Here, defendant was represented by counsel in 2007 and has not offered any factual support for his claim that counsel was ineffective or that the outcome of the 2007 plea would have been different had counsel been effective. Bringhurst therefore does not apply.
Even if Bringhurst applied, there is no basis for relaxing the time bar. Defendant has not established a defense to the DWI charge he faced in 2007. Furthermore, defendant has not established that he was not properly counseled concerning the plea. See id. at 435 (finding the defendant's . . . petition [under Laurick, 120 N.J. at 16 (1990) ("an uncounseled conviction without waiver of the right to counsel is invalid for the purpose of increasing a defendant's loss of liberty")] was deficient because he did not present evidence showing that if he had representation, he would have had a defense to the DWI charge or, in all likelihood, the result of the uncounseled DWI proceeding would have been different).
Defendant has not demonstrated any entitlement to relief.
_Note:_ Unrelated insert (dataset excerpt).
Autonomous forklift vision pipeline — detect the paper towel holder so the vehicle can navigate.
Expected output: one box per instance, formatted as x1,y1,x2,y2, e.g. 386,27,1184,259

Both defendant's assertion that he established excusable neglect for relaxation of the time bar and his claim of IAC are totally unsupported by the record. While defendant contends in his brief that on the day his petition was considered, he was "present in court and prepared to testify regarding the[] issues to provide further evidence on the record," his presence did not satisfy his burden.
The mere raising of a claim for PCR does not establish a prima facie claim of IAC that would support granting defendant an evidentiary hearing. State v. Cummings, 321 N.J. Super. 154, 170 (App. Div. 1999). PCR petitions must be "accompanied by an affidavit or certification by defendant, or by others, setting forth with particularity the facts that he wished to present." State v. Jones, 219 N.J. 298, 312 (2014). A "defendant must allege specific facts and evidence supporting his allegations," State v. Porter, 216 N.J. 343, 355 (2013), and "must do more than make bold assertions that he was denied the effective assistance of counsel." Cummings, 321 N.J. Super. at 170. Here, although defendant's brief was replete with allegations about what happened to him and what he would have done had counsel not be ineffective as alleged, there is no factual evidence to support any of his contentions.
Because defendant failed to allege any facts in support of his petition, it does not meet the "excusable neglect" standard embedded in Rule 7:10-2(b)(2) or the "exceptional circumstances" required for relaxation under Rule 1:2-2. In other words, he failed to "articulate[] facts that demonstrate a serious question about his . . . guilt or the propriety of the sentence imposed and [that he was] prepared to provide factual evidence to support it . . . ." Mitchell, 126 N.J. at 580.
Finally, we conclude that defendant's contention that his sentence was illegal is without sufficient merit to warrant discussion in a written opinion. R. 2:11-3(e)(2). Suffice it to say, defendant's petition did not attack his sentence as being "in excess of or otherwise not in accordance with the sentence authorized by law," R. 7:10-2(c)(3), rather he claimed his plea should not have been accepted because it was not voluntary and knowing. Again, without any factual support there is no basis to his claim.
Affirmed. I hereby certify that the foregoing is a true copy of the original on file in my office.